Issue (i): Whether allotment of shares at face value to persons interested in the company, where the market value was much higher, constituted a transfer of property and a deemed gift under the Gift Tax Act.
Analysis: The statutory scheme treats as gift not only voluntary transfers without consideration but also transfers for inadequate consideration, and defines transfer of property broadly to include transactions intended to diminish the value of one person's property and increase the value of another's. The transaction in question was not a rights issue or bonus issue but an allotment of fresh shares to new shareholders at face value, while the shares had a much higher market value. The consideration was adjusted against amounts standing to the credit of the purchasers, and the company consciously conferred a valuable asset at a lesser value.
Conclusion: The allotment amounted to a transfer for inadequate consideration and attracted the deeming provision of gift under the Gift Tax Act. The issue was answered in favour of the Revenue.
Issue (ii): Whether the ratio in Khoday Distilleries applied so as to exclude the transaction from the ambit of the deeming provisions.

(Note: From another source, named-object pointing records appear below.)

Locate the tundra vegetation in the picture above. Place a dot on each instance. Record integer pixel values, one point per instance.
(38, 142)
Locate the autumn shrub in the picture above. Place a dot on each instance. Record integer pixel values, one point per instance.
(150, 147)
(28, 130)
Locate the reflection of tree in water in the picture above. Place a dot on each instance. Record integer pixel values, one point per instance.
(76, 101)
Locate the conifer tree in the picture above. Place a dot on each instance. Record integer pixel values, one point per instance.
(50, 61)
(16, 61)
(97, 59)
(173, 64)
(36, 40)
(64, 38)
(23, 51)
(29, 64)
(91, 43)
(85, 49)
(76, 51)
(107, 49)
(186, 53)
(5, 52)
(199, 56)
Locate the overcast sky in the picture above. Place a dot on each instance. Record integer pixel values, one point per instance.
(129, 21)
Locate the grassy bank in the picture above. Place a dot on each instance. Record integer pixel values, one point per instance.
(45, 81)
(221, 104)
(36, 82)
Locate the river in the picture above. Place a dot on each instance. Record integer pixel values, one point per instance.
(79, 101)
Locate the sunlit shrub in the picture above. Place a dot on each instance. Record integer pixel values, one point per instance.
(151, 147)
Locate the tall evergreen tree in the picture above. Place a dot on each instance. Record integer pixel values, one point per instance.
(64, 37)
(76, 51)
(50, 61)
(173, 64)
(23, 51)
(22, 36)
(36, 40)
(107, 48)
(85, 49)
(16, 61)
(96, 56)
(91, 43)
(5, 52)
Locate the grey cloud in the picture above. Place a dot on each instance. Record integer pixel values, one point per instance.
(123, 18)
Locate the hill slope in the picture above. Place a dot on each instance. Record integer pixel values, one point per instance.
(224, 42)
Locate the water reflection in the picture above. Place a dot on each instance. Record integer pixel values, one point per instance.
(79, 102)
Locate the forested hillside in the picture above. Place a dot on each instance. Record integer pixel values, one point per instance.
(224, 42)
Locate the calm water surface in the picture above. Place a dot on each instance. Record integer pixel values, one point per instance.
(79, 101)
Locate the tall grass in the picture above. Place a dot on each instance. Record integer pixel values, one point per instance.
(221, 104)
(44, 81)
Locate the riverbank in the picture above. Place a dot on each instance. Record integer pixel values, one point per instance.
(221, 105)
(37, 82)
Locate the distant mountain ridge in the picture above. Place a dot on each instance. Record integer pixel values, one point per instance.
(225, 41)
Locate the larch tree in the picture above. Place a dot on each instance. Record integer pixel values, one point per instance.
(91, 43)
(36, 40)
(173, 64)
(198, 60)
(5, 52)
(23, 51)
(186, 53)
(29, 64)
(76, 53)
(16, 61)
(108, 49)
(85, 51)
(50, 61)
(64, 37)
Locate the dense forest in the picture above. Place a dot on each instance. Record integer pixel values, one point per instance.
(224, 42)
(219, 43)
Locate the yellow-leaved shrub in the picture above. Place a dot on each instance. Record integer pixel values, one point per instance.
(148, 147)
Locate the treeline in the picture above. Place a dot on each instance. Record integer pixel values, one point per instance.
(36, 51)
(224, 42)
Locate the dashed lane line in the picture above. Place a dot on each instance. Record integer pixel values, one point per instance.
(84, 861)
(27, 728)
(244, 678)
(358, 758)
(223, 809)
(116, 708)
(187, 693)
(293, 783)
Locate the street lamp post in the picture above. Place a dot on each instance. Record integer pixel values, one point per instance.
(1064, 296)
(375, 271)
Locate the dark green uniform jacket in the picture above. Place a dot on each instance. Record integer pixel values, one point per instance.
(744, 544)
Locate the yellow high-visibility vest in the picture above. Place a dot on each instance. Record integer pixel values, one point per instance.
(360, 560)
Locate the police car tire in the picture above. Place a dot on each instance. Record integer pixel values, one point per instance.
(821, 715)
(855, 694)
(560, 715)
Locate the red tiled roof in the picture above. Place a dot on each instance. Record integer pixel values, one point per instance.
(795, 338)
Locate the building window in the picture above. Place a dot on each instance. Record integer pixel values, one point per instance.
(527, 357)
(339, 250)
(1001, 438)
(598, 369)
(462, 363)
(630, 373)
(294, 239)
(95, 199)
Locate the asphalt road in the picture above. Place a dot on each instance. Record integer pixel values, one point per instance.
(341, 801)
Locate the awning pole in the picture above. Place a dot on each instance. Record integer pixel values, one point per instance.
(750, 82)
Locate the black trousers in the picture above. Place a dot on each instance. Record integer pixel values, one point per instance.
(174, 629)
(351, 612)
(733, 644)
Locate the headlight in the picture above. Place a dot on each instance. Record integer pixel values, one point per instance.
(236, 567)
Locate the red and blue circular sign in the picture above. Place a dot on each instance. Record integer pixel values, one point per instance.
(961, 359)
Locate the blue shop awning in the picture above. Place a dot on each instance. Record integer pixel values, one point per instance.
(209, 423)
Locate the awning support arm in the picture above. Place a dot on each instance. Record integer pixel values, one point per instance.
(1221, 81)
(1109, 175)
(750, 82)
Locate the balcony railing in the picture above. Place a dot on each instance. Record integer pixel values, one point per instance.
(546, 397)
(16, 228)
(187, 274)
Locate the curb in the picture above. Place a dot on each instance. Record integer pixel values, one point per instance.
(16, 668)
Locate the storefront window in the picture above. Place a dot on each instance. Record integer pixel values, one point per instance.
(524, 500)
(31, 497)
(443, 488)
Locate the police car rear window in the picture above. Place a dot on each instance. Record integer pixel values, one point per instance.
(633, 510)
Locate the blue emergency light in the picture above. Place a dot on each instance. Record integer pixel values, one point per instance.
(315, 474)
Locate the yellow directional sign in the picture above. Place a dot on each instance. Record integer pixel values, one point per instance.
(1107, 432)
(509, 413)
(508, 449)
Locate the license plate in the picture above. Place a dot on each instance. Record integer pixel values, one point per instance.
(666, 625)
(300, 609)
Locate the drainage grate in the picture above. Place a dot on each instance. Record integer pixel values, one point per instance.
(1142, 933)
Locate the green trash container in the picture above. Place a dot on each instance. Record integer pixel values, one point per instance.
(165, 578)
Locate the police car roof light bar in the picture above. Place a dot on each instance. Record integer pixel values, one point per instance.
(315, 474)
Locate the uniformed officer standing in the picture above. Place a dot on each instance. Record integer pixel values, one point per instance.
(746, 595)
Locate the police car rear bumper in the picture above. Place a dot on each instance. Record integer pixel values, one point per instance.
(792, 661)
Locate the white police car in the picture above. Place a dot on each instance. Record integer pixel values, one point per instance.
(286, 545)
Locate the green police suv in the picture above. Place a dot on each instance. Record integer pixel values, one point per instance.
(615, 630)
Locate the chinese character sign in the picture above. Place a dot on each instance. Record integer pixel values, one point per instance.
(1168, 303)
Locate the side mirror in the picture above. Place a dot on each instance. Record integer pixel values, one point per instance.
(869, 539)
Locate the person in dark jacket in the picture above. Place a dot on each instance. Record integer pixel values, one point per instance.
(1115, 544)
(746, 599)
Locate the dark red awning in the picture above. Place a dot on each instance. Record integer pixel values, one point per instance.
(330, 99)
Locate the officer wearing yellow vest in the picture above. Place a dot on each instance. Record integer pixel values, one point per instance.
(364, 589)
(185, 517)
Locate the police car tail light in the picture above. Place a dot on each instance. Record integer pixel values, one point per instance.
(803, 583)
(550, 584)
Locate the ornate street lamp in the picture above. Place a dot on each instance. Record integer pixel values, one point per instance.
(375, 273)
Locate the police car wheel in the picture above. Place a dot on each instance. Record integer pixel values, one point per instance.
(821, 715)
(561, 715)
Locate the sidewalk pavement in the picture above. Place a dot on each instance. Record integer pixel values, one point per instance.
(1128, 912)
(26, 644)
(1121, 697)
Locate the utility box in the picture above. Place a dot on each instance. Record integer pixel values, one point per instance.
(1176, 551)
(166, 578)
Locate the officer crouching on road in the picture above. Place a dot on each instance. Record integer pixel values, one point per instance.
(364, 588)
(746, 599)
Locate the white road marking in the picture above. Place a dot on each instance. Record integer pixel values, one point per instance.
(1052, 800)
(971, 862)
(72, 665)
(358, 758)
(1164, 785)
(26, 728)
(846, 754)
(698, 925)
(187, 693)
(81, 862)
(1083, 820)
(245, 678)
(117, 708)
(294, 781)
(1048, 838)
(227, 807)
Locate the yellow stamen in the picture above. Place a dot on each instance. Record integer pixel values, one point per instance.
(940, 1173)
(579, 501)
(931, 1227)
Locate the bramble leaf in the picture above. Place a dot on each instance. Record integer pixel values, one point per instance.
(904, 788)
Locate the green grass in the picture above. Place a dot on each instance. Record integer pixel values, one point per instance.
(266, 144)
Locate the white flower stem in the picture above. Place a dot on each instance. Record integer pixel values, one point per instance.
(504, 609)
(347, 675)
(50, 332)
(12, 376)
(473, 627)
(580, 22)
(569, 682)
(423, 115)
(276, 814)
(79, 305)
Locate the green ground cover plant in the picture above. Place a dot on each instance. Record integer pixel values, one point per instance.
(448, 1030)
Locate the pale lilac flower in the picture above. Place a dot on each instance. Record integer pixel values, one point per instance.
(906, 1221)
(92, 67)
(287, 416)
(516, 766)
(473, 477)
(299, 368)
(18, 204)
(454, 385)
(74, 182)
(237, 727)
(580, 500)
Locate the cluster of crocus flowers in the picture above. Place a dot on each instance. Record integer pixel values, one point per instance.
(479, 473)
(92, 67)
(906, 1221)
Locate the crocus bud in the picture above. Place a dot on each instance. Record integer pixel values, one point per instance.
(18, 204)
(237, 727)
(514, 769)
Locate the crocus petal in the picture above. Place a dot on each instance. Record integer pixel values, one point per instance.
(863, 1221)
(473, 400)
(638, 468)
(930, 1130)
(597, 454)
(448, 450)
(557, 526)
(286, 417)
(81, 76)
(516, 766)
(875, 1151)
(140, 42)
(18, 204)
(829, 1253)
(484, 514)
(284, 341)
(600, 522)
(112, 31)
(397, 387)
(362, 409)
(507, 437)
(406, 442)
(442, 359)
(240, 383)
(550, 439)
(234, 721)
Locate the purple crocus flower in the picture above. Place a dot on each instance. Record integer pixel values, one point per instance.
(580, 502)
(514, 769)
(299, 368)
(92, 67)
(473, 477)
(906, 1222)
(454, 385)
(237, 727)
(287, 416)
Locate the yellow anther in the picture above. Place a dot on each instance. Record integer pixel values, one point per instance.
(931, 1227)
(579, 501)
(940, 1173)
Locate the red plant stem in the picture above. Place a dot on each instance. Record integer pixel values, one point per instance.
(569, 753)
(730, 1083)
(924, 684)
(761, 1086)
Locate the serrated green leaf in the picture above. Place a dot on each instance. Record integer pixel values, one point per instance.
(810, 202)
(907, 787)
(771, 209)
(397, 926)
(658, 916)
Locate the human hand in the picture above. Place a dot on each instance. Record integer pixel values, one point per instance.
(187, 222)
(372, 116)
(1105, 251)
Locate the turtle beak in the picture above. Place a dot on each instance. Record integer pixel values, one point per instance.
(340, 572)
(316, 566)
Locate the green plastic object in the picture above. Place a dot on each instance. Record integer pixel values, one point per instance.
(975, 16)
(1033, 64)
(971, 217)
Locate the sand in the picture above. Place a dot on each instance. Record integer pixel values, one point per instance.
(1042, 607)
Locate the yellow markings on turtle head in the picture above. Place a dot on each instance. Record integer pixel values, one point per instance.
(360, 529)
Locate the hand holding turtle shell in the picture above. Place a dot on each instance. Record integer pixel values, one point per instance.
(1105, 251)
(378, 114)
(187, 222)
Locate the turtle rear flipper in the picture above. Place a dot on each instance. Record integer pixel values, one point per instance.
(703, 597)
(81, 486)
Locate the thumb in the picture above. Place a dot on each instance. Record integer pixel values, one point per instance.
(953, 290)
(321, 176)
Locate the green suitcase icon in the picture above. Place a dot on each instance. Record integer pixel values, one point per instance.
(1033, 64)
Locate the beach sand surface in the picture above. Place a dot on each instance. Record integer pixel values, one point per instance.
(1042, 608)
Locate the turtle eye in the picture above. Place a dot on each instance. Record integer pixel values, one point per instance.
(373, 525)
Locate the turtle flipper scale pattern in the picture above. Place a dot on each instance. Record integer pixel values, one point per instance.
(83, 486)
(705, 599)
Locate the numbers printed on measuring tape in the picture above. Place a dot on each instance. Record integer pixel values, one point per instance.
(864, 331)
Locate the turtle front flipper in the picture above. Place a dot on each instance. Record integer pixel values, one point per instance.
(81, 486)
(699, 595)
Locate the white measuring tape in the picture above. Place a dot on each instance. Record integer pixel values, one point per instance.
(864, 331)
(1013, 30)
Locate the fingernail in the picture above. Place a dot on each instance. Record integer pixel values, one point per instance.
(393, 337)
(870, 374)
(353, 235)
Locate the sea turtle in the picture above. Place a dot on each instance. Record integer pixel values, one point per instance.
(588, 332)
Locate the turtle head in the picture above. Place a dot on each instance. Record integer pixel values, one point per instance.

Analysis: The earlier decision concerned a rights allotment and proceeded on the footing that allotment in that context was creation of shares out of unappropriated capital, not transfer from an existing shareholder. The present case was materially different because the shares were allotted to new shareholders at face value and not as rights or bonus shares under the Companies Act. The reasoning in Khoday Distilleries therefore did not govern the present factual setting.
Conclusion: Khoday Distilleries was held to be inapplicable, and the concurrent findings below were reversed. This issue was answered in favour of the Revenue.
Final Conclusion: The transaction was held taxable as a deemed gift, the assessee's challenge failed, and the appeal was allowed.
Ratio Decidendi: Allotment of shares to new shareholders at face value, where the shares have a substantially higher market value and the transaction is not a rights or bonus issue, can amount to a transfer for inadequate consideration and a deemed gift under the Gift Tax Act.